# Long Fall Boots



## ramsay_baggins (May 11, 2011)

Sorry if this isn't the place, but it seemed the most appropriate.

Currently builting long fall boots so I can cosplay Chell from Portal 2 (so few characters I can ever cosplay).

Would you guys be interested in a tutorial? This is my first ever time making something as complex and there's nothing out there about how to make them, so I thought I might throw the idea out there and be one of the first to get one out.

I get constantly frustrated at how many things I want to build which only turn up crappy tutorials eg The Right Hand of Doom. Should I rectify this for Long Fall Boots?


----------



## Smelge (May 11, 2011)

You're making High Heels?


----------



## ramsay_baggins (May 11, 2011)

Smelge said:


> You're making High Heels?


 
I wish it were that simple...


----------



## Captain Howdy (May 11, 2011)

Actually functional, or just mere look-a-likes?


----------



## ramsay_baggins (May 11, 2011)

Lastdirewolf said:


> Actually functional, or just mere look-a-likes?


 
God, I'd love working ones. Unfortunately they're just look-a-likes for cosplaying.


----------



## Captain Howdy (May 11, 2011)

ramsay_baggins said:


> God, I'd love working ones. Unfortunately they're just look-a-likes for cosplaying.


 
Had some ideas for working ones, not sure how plausible, but just cosplay ones >.> meh


----------



## CannotWait (May 11, 2011)

Lastdirewolf said:


> Actually functional, or just mere look-a-likes?


 
Oh yeah, because we can actually make boots now that absorb the entire impact of a long fall. :V

Actually, I'm not sure about infinite falling, but it's possible there could be some research on "long" fall boots.

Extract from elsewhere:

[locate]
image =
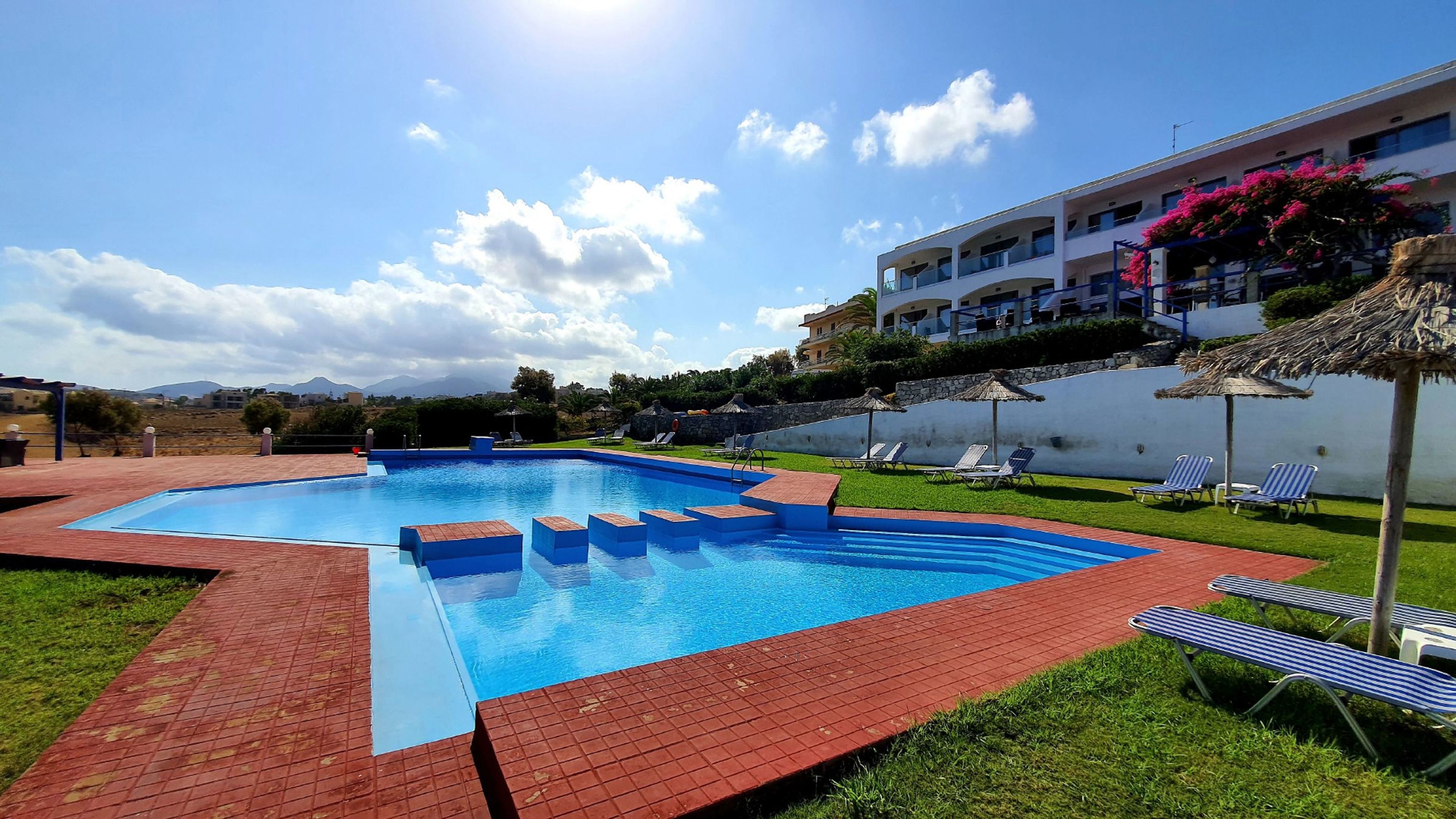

I highly doubt someone would actually invent working boots like that *just* for cosplay.


----------



## ramsay_baggins (May 11, 2011)

Really out of all of it, the difficult bit will be the bracers. Bloody difficult. Got a few tricks up my sleeve, but whichever one actually works will be what the tutorial will focus on mostly. That also works for the bracers in Portal.


----------



## Captain Howdy (May 11, 2011)

CannotWait said:


> Oh yeah, because we can actually make boots now that absorb the entire impact of a long fall. :V
> 
> Actually, I'm not sure about infinite falling, but it's possible there could be some research on "long" fall boots. I highly doubt someone would actually invent working boots like that *just* for cosplay.


 
Well I'm guessing 'long' fall is further than a story or two, so yeah that's not entirely feasible using consumer products, but I think one story set might be do-able, and maaaaaybe a two story. Though having them functional as shoes you can walk/run in make it a whole new ballgame.


----------



## Smelge (May 11, 2011)

I'd start with the boots, then use expanding foam to make the rough shapes on the boots, then carve it back into the correct shapes when it sets. It should remain flexible, and if it drops off, should be easy to PVA back on again.


----------



## ramsay_baggins (May 11, 2011)

Smelge said:


> I'd start with the boots, then use expanding foam to make the rough shapes on the boots, then carve it back into the correct shapes when it sets. It should remain flexible, and if it drops off, should be easy to PVA back on again.


 
That's something I hadn't thought of. My supplies are arriving in the next couple of days for the bracers, so we'll see how it goes. That's definitely an idea though.


----------



## Smelge (May 11, 2011)

Or fibreglass. All the smart kids use fibreglass. :\/


----------



## Waffles (May 11, 2011)

Or metal for the back part. That could work too! Just find 2 long, thick rods and find someone to help you bend them.


----------



## ramsay_baggins (May 11, 2011)

Waffles said:


> Or metal for the back part. That could work too! Just find 2 long, thick rods and find someone to help you bend them.


 
Trying metal first, my friend is a blacksmith so I'm gonna ask to use the anvil


----------



## Waffles (May 11, 2011)

ramsay_baggins said:


> Trying metal first, my friend is a blacksmith so I'm gonna ask to use the anvil


 Yesssss. Also, what if you did use high heels but cut off the back part and used that as the base?


----------



## ramsay_baggins (May 11, 2011)

Waffles said:


> Yesssss. Also, what if you did use high heels but cut off the back part and used that as the base?


 
I have heeled boots, but I have a chronic ankle problem, so if I remove the solid heel, I'll have to replace it with someone see-through. We'll see how that goes.
Got the main section of one of the boots done already (minus the bracer).


----------



## Sarcastic Coffeecup (May 12, 2011)

Is there a wip we could see?
I want to try those working ones myself, they seem like a lot of fun.


----------



## ramsay_baggins (May 12, 2011)

So far I haven't done all that much because the basic material only just arrived yesterday and I can't do much more without going and getting some supplies which I'll do after my exam on Saturday. I'm going to see how boot 1 goes and then do a tutorial for boot 2 so I know what I'm doing with it.


----------



## Dr. Durr (May 13, 2011)

If I find my mic before you finish it, I will sing "Want You Gone".


----------



## Ames (May 13, 2011)

They're called advanced knee replacements. :V


----------